University of Virginia administrator Nicole Eramo said she had been wrongly accused in the article of being uncaring in the face of a brutal attack, and filed a lawsuit against the magazine.

As the Associated Press reports:

"Eramo sued the magazine for $7.5 million, claiming it cast her as a villain who sought to discourage the woman identified only as Jackie from reporting her alleged assault to police. A police investigation found no evidence to back up Jackie's rape claims....

"Eramo told jurors that after the story's publication, she had trouble sleeping, feared for her safety and struggled with how to explain what was happening to her then-7-year-old son. One day, she crawled under her desk and contemplated suicide as she felt her world come crashing down around her, she said. Her husband testified that she told him: 'I don't know that I can live anymore.'

" 'I just wanted to disappear,' said Eramo, who cried throughout much of her testimony. 'I didn't know how it was going to be OK.' "
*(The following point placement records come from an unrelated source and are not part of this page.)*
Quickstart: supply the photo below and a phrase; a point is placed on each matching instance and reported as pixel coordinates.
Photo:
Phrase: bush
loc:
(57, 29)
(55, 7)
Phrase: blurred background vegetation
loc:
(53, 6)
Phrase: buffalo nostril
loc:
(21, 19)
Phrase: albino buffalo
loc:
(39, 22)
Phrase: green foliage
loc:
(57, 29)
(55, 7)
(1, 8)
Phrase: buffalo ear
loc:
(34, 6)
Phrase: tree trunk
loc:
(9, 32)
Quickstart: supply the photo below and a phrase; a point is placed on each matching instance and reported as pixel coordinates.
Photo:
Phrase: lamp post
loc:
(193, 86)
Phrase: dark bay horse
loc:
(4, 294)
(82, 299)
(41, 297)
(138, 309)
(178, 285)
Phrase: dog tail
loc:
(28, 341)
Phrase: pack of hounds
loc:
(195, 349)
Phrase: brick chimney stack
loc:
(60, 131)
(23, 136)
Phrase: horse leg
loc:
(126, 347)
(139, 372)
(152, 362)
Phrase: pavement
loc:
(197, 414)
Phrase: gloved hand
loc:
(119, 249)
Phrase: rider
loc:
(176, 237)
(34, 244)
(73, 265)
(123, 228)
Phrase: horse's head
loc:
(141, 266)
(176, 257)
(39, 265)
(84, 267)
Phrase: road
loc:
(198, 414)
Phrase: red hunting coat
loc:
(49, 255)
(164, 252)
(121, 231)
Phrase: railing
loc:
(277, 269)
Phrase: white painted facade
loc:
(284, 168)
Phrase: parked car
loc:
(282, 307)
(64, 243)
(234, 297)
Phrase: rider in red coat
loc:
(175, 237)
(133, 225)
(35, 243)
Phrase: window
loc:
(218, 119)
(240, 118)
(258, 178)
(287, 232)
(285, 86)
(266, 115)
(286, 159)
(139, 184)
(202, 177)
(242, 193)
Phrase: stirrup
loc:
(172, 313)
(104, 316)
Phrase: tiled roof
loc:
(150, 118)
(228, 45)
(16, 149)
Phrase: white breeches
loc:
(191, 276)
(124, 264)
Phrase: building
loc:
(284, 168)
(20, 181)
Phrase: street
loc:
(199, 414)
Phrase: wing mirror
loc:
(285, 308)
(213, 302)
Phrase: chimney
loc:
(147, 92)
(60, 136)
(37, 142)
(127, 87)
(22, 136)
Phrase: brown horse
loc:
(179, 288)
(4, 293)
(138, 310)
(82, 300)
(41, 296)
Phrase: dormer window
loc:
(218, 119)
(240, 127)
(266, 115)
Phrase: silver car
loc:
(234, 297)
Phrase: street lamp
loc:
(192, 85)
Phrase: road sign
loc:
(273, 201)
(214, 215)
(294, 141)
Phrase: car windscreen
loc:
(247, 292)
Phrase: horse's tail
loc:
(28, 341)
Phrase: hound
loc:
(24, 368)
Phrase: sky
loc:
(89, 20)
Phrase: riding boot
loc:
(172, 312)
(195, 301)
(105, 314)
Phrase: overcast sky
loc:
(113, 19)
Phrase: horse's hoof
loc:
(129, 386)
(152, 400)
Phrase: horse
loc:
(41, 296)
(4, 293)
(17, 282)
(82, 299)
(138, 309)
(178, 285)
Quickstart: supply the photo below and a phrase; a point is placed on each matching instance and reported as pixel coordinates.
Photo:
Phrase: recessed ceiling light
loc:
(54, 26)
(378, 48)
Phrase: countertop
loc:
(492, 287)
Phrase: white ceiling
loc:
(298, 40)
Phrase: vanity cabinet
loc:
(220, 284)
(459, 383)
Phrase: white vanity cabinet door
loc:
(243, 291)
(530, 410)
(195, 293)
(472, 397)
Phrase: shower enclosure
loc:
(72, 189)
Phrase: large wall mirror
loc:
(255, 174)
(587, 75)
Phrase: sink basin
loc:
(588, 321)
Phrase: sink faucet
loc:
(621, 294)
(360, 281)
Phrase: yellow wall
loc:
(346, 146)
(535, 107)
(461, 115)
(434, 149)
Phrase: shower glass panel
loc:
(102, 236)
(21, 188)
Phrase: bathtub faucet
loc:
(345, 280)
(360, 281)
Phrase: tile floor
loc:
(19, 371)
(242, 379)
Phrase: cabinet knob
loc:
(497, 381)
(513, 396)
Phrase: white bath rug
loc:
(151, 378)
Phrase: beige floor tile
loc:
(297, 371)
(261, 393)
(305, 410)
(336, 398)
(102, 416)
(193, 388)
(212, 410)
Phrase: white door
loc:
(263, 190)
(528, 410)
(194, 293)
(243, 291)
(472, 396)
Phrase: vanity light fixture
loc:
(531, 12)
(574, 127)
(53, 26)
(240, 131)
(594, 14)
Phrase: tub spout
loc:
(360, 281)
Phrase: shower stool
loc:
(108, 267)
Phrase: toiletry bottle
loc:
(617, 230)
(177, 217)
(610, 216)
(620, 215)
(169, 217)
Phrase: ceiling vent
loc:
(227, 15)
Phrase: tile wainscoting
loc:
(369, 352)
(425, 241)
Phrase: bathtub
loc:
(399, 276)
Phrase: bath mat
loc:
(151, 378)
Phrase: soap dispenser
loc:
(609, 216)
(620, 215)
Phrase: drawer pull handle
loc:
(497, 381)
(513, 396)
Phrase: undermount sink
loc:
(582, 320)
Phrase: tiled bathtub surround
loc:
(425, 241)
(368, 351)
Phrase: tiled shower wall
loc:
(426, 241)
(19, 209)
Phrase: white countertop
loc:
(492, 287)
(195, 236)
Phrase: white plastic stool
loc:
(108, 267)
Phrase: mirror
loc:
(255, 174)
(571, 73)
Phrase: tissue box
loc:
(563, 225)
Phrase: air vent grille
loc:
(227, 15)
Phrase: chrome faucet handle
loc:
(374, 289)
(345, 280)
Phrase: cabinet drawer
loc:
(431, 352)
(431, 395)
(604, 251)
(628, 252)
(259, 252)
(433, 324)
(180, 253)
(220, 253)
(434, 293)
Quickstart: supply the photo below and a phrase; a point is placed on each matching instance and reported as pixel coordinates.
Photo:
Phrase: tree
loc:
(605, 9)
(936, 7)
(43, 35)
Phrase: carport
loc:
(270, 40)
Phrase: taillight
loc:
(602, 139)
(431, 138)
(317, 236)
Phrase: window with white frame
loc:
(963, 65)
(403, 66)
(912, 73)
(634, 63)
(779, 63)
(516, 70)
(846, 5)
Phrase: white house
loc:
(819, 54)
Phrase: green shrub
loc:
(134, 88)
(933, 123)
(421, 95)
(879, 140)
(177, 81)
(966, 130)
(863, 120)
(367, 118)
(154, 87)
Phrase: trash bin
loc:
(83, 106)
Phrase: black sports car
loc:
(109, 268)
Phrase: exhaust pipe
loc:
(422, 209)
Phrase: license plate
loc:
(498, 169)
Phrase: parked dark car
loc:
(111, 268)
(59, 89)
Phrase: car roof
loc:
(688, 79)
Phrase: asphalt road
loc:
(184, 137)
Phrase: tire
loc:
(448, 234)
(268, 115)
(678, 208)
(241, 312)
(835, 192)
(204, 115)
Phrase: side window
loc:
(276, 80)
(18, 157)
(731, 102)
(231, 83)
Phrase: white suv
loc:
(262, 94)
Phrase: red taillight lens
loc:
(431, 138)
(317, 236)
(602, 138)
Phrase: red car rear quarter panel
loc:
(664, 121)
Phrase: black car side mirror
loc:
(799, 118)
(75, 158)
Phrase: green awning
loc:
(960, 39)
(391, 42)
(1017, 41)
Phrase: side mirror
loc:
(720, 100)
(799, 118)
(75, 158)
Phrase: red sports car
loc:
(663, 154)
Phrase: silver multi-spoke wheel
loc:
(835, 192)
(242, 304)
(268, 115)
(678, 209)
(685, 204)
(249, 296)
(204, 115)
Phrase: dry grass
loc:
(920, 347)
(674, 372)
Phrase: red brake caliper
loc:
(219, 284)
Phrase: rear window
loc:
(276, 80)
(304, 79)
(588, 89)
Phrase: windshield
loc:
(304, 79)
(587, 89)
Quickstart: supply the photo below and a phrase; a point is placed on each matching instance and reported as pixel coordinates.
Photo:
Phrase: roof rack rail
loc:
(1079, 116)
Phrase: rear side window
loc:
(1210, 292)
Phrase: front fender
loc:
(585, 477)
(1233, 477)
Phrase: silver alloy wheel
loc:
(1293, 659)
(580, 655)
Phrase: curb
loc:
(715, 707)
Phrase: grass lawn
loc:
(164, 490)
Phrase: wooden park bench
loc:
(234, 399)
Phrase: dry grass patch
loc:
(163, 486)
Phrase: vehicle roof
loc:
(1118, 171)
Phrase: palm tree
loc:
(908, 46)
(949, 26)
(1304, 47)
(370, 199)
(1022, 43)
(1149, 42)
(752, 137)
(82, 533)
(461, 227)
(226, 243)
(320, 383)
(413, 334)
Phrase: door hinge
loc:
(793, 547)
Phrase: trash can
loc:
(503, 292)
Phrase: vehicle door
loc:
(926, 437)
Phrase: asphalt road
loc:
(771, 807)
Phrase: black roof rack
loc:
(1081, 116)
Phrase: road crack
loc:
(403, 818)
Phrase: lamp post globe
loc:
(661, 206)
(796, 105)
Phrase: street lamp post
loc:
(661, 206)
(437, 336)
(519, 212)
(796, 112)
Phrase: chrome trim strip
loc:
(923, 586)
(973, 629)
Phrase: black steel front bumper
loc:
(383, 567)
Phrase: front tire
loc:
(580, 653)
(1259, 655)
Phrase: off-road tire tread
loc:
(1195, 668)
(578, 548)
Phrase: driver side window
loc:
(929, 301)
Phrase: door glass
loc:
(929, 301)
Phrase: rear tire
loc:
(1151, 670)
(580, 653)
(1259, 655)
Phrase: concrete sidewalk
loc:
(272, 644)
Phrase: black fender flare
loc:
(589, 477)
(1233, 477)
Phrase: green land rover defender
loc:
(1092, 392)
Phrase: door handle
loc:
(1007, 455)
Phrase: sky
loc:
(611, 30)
Rolling Stone later commissioned a study by the Columbia University Graduate School of Journalism to determine what went wrong. NPR's David Folkenflik reported that the April 2015 report found "repeated, fundamental errors in the magazine's reporting and editing process."

" 'It was a systematic failing and it involved basically every level of Rolling Stone's newsroom. The reporter and the editor on the front lines, but also policies and supervision failed,' Steve Coll, dean of the Columbia University Graduate School of Journalism, told NPR. 'The thing that most struck us was how avoidable it was and how there were several paths not taken — paths that you would associate with basic tradecraft, and any one of which might have caused Rolling Stone to pause and go the other way.' "

Last week, jurors found the reporter and the publisher were liable for defaming Eramo. On Monday, according to the AP, "Jurors awarded $2 million to Eramo for statements made by Erdely and $1 million for the republication of the article by Rolling Stone and Wenner Media. Rolling Stone could appeal the verdict."